Getting started

As you create Workbooks of increasing scale and complexity, you may encounter new challenges:

  • You may want to experiment with a Workbook by introducing new changes, but must preserve existing logic and avoid breaking production pipelines.
  • You may want to collaborate with a colleague on a Workbook, but need to avoid conflicts when making changes to the same Workbook simultaneously.

Branching provides a solution to these challenges. In this tutorial, we explore the following concepts:

Creating a branch

In this example, we’re working on a short pipeline that starts with a dataset of passengers on the Titanic and applies a few filters to it.

branching_pipeline

Tip

A branch is a working copy of your Workbook that allows you to make changes safely and incorporate them into the master version later. Learn more about branching.
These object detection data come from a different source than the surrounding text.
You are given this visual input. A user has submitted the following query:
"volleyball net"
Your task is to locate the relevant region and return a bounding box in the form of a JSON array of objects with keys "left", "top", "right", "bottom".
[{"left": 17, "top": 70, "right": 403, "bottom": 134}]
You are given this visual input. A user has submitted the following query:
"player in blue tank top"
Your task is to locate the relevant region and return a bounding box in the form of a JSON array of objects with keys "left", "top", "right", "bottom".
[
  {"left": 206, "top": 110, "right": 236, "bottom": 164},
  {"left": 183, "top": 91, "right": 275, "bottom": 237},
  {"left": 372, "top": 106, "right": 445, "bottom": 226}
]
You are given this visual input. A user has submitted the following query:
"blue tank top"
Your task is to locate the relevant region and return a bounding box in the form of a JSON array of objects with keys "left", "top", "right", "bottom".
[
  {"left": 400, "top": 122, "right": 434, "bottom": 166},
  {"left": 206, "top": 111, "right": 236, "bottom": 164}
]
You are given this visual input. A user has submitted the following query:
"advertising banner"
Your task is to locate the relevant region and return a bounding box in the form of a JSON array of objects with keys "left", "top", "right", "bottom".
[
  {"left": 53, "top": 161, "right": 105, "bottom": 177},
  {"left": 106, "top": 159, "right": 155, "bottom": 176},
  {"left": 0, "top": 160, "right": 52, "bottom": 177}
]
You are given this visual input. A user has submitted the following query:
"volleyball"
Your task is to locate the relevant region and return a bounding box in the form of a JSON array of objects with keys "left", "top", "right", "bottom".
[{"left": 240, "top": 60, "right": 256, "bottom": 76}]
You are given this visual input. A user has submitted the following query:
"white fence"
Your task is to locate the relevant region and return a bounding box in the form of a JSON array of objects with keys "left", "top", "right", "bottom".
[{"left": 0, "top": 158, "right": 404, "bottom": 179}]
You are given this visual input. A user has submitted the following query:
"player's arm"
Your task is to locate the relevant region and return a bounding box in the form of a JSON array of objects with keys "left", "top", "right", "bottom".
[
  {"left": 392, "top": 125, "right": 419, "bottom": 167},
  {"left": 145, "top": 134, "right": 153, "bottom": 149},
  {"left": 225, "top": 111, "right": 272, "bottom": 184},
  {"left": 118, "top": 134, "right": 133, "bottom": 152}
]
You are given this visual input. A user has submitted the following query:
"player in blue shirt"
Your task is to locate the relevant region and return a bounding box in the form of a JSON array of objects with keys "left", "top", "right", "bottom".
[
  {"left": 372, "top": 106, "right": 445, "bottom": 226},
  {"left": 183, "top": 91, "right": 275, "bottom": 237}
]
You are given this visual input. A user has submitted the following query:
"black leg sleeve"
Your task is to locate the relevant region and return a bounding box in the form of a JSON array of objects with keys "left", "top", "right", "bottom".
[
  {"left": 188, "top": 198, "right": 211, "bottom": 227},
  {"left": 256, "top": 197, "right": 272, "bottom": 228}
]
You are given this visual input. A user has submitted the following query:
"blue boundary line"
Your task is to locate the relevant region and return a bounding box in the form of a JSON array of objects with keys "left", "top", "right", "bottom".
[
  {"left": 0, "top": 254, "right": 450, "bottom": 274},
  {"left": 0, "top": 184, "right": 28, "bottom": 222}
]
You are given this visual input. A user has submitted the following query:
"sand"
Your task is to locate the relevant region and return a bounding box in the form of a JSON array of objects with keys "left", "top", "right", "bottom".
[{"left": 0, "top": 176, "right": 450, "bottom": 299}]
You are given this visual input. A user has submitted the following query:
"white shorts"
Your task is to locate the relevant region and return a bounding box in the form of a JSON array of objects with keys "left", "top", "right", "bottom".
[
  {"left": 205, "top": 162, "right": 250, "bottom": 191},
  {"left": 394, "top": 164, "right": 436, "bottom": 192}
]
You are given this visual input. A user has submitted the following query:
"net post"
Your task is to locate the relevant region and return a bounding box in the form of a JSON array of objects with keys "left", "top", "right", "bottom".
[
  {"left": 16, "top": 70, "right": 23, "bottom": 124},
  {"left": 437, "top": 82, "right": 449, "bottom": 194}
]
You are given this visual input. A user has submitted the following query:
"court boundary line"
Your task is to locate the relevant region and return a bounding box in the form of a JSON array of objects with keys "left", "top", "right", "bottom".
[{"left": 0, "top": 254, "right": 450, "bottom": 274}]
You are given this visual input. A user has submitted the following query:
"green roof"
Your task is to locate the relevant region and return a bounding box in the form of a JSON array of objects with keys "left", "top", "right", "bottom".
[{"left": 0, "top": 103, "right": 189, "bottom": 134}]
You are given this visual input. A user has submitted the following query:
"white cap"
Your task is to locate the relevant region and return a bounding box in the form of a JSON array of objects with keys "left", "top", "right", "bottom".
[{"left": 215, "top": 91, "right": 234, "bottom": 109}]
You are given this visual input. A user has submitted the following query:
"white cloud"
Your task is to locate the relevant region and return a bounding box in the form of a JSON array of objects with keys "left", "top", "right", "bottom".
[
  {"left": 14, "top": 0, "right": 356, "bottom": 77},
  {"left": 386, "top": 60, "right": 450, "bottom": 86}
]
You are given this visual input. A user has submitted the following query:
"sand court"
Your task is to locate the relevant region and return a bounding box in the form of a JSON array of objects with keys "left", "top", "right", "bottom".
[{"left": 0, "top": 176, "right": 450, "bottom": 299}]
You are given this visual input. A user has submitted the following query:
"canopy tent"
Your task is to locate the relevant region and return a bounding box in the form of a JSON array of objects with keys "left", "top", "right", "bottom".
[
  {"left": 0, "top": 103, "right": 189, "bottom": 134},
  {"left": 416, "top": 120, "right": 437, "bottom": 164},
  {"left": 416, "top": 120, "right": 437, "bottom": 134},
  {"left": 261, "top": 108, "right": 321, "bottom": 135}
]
Click the branch menu in the top left of the Workbook, enter the name of your new branch, and click Create. Branch names are commonly prefixed based on the type of change being made (e.g. feature/ or bugfix/), or by your username or initials (e.g. jdoe/ or jd/).

branching_create-branch

After feature/filter-logic is created, transforms reflect data and logic at the time of branch creation. If master changes, your branch feature/filter-logic will continue to function as before. Likewise, any changes you make on feature/filter-logic will not interfere with logic or data changes on master.

branching_data-independence

Make any changes on your new branch as you normally would. In this example, we’ll change the logic for a line of filtering code.

branching_code-changes

Previewing a merge

Tip

A merge is a copy of the work you’ve done in your branch, combined with the current state of the master copy. This allows you to review changes before incorporating them back into master.

When you’re ready to introduce the changes on your branch back into the original branch, click Preview merge in the top right.

branching_prepare-merge

You’re now taken into a merge. In this state, you can continue to make changes to your logic and run transforms until you’re satisfied with the changes that will be introduced. The Run Affected button at the top allows you to run all affected transforms in this Workbook—those with logic changes and anything downstream of them—with a single click.

branching_run-affected

While in a merge, the sidebar shows changes in row counts or columns that will be introduced through this merge. This can help surface changes your branch has introduced, both in transforms you actually edited as well as downstream transforms.

branching_merge-sidebar

To see what logic changes will be introduced through this merge, select any modified transform and click Show Changes. This will show a split-screen view of the logic that has changed.

branching_merge-diff

This also works for templates, as shown below:

branching_merge-diff-templates

Completing a merge

When you’re satisfied with the changes you’re introducing, click Merge Branch to finish merging into your master branch. You will be presented with a dialog box with two toggles:

branching_merge

The first toggle allows you to choose whether to copy the transactions from the merging branch into the branch you are merging into. Let's imagine that after branching, we have done additional work on master and committed new transactions on the derived datasets' master branch. If this toggle is set to True, the transactions created on master since the feature/filter-logic branch was created will no longer appear on the dataset after merging.

The second toggle allows you to choose whether to delete the merging branch from the datasets. Note this is different than deleting the workbook branch itself, which is always done with a merge and not configurable. If the second toggle is True, the merging branch will be deleted from the derived datasets created in the Workbook.

Let's say as above, you choose not to copy the data from the merging branch into master. After you click Merge into master, the master branch will be updated with the logic from your merge.

Resolving merge conflicts

As you use branching more frequently, especially while collaborating with colleagues, you may end up modifying the same piece of logic in two different branches. Let’s walk through what happens in this scenario.

When you click Preview merge, if conflicting changes have already been introduced to master, a prompt will indicate that you need to resolve conflicts before proceeding with the merge.

branching_merge-conflict

Clicking on the conflicting transform will show a merge conflict view. For code, inline conflict markers allow you to pick which logic you want to use.

branching_conflict-editor

If the conflict involves a template, or a transform has been deleted on one of the branches, you can resolve conflicts using a split-screen view.

branching_conflict-split-screen

After resolving conflicts, you can continue to make further edits and run transforms to verify that your merged logic functions as expected. When you’re ready, click Complete merge to finish merging as usual.